Was und warum feiern wir und andere Länder eigentlich an Silvester?
Warum böllern wir Silvester um Mitternacht und was hat es mit der ominösen roten Unterwäsche in Italien und Spanien auf sich? Wir versorgen euch hier mit ordentlich Silvester-Fakten und Bräuchen, damit ihr bei der nächsten Silvesterparty mit echtem Expertenwissen glänzen könnt.
Warum werden an Silvester Böller gezündet?
Die Germanen glaubten, dass in der Zeit zwischen den Jahren (den sogenannten Rauhnächten) die Grenze zur Geisterwelt besonders dünn sei. Um sich vor den bösen Dämonen zu schützen, machten die Menschen so viel Lärm wie möglich. Als es noch keine Böller gab, nutzte man Rasseln, Peitschenknallen, das Schlagen auf Töpfe oder das Blasen in Hörner.
Außerdem liegt Silvester nahe der Wintersonnenwende.
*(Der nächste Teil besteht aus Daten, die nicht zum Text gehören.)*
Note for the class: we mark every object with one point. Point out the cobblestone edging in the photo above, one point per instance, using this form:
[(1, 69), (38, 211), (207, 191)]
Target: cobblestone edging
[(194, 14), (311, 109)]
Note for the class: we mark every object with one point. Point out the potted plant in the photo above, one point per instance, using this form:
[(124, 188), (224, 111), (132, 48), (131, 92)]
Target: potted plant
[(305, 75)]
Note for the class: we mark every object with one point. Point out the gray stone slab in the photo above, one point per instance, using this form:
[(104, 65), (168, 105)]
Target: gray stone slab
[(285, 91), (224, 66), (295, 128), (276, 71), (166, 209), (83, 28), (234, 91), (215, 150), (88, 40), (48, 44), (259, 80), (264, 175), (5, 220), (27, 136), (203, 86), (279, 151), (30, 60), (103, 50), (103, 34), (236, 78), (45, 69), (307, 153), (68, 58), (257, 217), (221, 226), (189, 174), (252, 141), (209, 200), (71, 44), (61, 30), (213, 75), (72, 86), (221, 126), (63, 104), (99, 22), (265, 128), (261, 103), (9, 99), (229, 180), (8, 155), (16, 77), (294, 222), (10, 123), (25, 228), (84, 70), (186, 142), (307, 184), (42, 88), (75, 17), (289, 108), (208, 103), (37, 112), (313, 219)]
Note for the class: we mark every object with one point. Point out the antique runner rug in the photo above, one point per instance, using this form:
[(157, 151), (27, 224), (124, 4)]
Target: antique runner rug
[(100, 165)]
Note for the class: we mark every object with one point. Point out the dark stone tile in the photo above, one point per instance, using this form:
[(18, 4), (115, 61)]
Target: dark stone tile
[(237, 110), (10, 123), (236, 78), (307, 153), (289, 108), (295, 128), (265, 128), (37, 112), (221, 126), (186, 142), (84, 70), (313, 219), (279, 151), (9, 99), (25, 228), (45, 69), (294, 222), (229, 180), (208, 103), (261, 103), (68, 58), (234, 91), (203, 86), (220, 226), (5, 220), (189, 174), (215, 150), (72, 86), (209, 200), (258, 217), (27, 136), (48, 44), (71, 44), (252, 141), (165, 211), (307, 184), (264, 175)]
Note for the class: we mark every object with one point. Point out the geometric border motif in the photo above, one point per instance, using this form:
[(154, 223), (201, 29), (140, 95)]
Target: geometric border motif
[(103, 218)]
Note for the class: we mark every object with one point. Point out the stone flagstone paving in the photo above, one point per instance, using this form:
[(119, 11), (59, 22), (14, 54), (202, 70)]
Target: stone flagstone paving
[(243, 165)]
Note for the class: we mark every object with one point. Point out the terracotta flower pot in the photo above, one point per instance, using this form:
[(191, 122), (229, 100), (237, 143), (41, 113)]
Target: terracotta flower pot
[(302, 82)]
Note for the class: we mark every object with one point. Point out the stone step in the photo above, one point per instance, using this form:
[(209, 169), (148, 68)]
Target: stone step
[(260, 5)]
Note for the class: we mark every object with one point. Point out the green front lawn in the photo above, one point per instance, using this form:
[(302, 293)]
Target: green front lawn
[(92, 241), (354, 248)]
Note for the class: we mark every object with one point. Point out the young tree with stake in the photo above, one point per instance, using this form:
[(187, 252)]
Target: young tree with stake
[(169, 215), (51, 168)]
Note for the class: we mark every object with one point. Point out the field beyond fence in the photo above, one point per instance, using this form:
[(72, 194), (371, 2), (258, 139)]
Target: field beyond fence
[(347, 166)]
Das Feuerwerk und die hellen Blitze symbolisierten ursprünglich den Sieg des Lichts über die Dunkelheit des Winters. Man wollte die Sonne „wachrütteln“.
Übrigens stammt das Wort „Böller“ vermutlich vom spätmittelhochdeutschen Wort pollen (tönen, schallen) ab.
Warum wünscht man sich Silvester einen "guten Rutsch"?
Der Gruß hat nichts mit Rutschen zu tun. Er leitet sich vermutlich vom hebräischen „Rosch“ (Anfang/Kopf) ab, was den „guten Anfang“ des Jahres meint. Das jüdische Neujahrsfest heißt „Rosch Haschana“ und gelangte über das Jiddische in den deutschen Sprachgebrauch. Aus „einen guten Rosch“ wurde im Laufe der Zeit der „gute Rutsch“.
Woher kommt der Name Silvester?
Der Name geht auf Papst Silvester I. zurück, der am 31. Dezember 335 starb. Da sein Gedenktag auf den letzten Tag des Jahres fällt, erhielt der Tag seinen Namen.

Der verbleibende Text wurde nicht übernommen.